J’ai eu envie de raconter une petite histoire me permettant d’éprouver une méthode pour filmer des scènes en falaise avec une grammaire de fiction, en utilisant uniquement les techniques d’évolution sur corde, que l’on pratique en escalade, et en m’appuyant sur les possibilités de postproduction pour mélanger les images de caméras grand capteur et de drone.
Un script et un story-board en poche, j’ai constitué une petite équipe d’amis et nous nous sommes rendus à Pen Hir, en Bretagne, début juillet 2019.
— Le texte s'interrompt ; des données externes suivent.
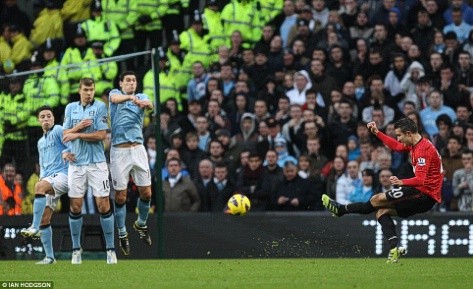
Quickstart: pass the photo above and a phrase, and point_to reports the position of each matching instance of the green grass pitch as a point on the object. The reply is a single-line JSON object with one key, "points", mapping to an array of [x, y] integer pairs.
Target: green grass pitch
{"points": [[410, 273]]}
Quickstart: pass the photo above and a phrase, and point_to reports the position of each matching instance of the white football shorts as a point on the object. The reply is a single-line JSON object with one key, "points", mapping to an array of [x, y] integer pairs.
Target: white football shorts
{"points": [[94, 176], [129, 161], [59, 183]]}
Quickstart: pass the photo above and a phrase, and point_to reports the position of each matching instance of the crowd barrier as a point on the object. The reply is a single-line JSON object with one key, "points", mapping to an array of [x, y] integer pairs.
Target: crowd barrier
{"points": [[258, 235]]}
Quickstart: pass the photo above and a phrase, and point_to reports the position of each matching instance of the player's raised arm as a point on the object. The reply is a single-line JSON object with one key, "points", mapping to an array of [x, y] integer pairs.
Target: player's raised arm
{"points": [[116, 96], [389, 141]]}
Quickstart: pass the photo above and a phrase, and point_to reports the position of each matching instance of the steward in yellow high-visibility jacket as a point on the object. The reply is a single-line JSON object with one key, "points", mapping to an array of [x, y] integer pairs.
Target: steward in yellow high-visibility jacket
{"points": [[97, 28], [51, 68], [195, 43], [269, 9], [104, 72], [15, 112], [21, 49], [242, 15], [213, 23], [48, 24], [176, 57], [167, 86], [174, 18], [73, 62]]}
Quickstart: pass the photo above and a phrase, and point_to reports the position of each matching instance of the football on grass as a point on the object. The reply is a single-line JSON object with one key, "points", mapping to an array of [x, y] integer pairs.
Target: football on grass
{"points": [[238, 204]]}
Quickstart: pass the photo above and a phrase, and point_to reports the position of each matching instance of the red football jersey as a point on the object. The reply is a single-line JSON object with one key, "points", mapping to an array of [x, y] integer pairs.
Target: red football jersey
{"points": [[427, 165]]}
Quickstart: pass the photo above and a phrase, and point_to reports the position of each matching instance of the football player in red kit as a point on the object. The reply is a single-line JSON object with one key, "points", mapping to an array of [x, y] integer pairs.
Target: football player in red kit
{"points": [[410, 196]]}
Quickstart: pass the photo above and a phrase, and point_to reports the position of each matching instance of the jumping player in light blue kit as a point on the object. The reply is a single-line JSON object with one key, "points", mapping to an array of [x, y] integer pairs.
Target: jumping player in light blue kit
{"points": [[52, 184], [85, 126], [128, 155]]}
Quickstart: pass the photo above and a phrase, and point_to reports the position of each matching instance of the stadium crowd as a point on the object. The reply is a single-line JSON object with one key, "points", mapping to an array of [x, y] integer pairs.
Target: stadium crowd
{"points": [[269, 98]]}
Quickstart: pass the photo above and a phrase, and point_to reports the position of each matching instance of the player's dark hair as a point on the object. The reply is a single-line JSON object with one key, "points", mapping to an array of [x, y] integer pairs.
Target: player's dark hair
{"points": [[128, 72], [221, 165], [254, 155], [86, 81], [467, 152], [44, 107], [405, 125], [173, 159]]}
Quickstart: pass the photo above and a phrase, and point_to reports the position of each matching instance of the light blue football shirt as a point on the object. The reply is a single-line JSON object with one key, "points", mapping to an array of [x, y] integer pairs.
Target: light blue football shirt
{"points": [[87, 152], [50, 148], [127, 120]]}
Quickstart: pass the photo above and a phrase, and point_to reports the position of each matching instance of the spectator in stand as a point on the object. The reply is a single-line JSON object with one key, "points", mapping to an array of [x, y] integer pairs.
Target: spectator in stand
{"points": [[464, 6], [451, 161], [197, 85], [180, 194], [381, 42], [302, 83], [250, 183], [458, 25], [271, 94], [11, 192], [169, 154], [343, 126], [48, 24], [423, 33], [468, 44], [192, 154], [317, 159], [261, 110], [429, 114], [464, 73], [293, 193], [202, 182], [337, 170], [361, 28], [321, 82], [273, 175], [338, 67], [13, 15], [452, 48], [453, 93], [285, 20], [393, 79], [248, 135], [202, 127], [21, 48], [220, 188]]}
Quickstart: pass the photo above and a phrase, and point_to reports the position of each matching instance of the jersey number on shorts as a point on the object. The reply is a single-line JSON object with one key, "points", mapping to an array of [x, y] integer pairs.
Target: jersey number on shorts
{"points": [[396, 193]]}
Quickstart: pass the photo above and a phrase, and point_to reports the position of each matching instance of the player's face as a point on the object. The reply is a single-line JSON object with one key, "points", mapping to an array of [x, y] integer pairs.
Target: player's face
{"points": [[254, 163], [128, 85], [86, 94], [221, 173], [174, 168], [404, 138], [46, 119]]}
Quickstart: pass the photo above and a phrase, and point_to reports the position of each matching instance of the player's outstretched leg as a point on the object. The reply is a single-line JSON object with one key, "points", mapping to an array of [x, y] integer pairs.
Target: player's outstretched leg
{"points": [[38, 209], [140, 224], [107, 222], [331, 205], [75, 224], [47, 241], [123, 242], [395, 254]]}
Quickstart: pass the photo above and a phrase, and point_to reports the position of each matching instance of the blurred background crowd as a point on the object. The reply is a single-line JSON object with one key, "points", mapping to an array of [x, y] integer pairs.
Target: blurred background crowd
{"points": [[269, 98]]}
L’équipe était constituée d’Axelle Zavatta et Julien Frison, les deux acteurs grimpeurs, Alan Graignic, pilote de drone, Jean-Michel Poulichot, assistant caméra et cadreur deuxième caméra, Marie Guédon, aux data, et moi même.
Grace au soutien de RVZ, de Frames Dealer et de Sigma, nous avons pu avoir deux caméras : une RED Monstro et une Helium, une série d’optiques SigmaCineLens qui couvrent le 8K, deux zooms Sigma 16-35 et 50-100 mm qui couvrent le S35, et un drone Inspire DJI.

Repérages
La falaise de Pen Hir était idéale d’un point de vue logistique. On pouvait accéder aux voies par le haut et il y avait un parking juste au-dessus du site. En revanche, l’exposition au soleil n’était pas des plus favorables. La falaise étant plein ouest, le soleil venait toucher notre décor vers 11h. Nous avions prévu trois jours de tournage, il s’agissait donc de valoriser au mieux les positions caméra par rapport au soleil, l’histoire que je souhaitais raconter se déroulant en une journée.
Nous savions que nous ne pourrions éviter de tourner à des heures où le soleil serait trop face ou trop zénithal et je comptais sur l’étalonnage pour redonner un volume à ces images qui allaient manquer de profondeur et de relief.

Tournage
Julien allait grimper une voie proche d’une autre ligne équipée de "spit" (pitons scellés à demeure dans la paroi), d’où je pourrais installer des cordes fixes qui serviraient à m’assurer pour le filmer. Autoproduction oblige, je n’avais pas de guides-machinos, j’ai dû donc installer moi-même ces lignes de vie et cette opération m’a occupé beaucoup, aussi bien physiquement que nerveusement. J’ai d’ailleurs noté sur mon carnet de bord : « Plus jamais sans machinos ! »
Nous avons tourné à deux caméras. Jean-Michel Poulichot avec l’Helium et les zooms, et moi avec la Monstro et les focales fixes.
J’étais équipé d’un baudrier sellette qui permet de rester longtemps suspendu, la caméra, configurée au plus simple, en bandoulière. A mon harnais était accroché un sac contenant une optique, des filtres, une batterie et une carte de rechange.
En fonction de l’orientation du soleil, je choisissais une des cordes statiques que j’avais installées auparavant, et ce serait l’axe depuis lequel je travaillerais pendant l’heure suivante. Je pouvais me déplacer de bas en haut, en descendant en rappel ou en remontant au jumar. Se déplacer horizontalement était plus délicat, enfin tout dépendait de l’équipement en place.
Une majeure partie des plans du film furent tournés ainsi, en étant suspendu dans le vide.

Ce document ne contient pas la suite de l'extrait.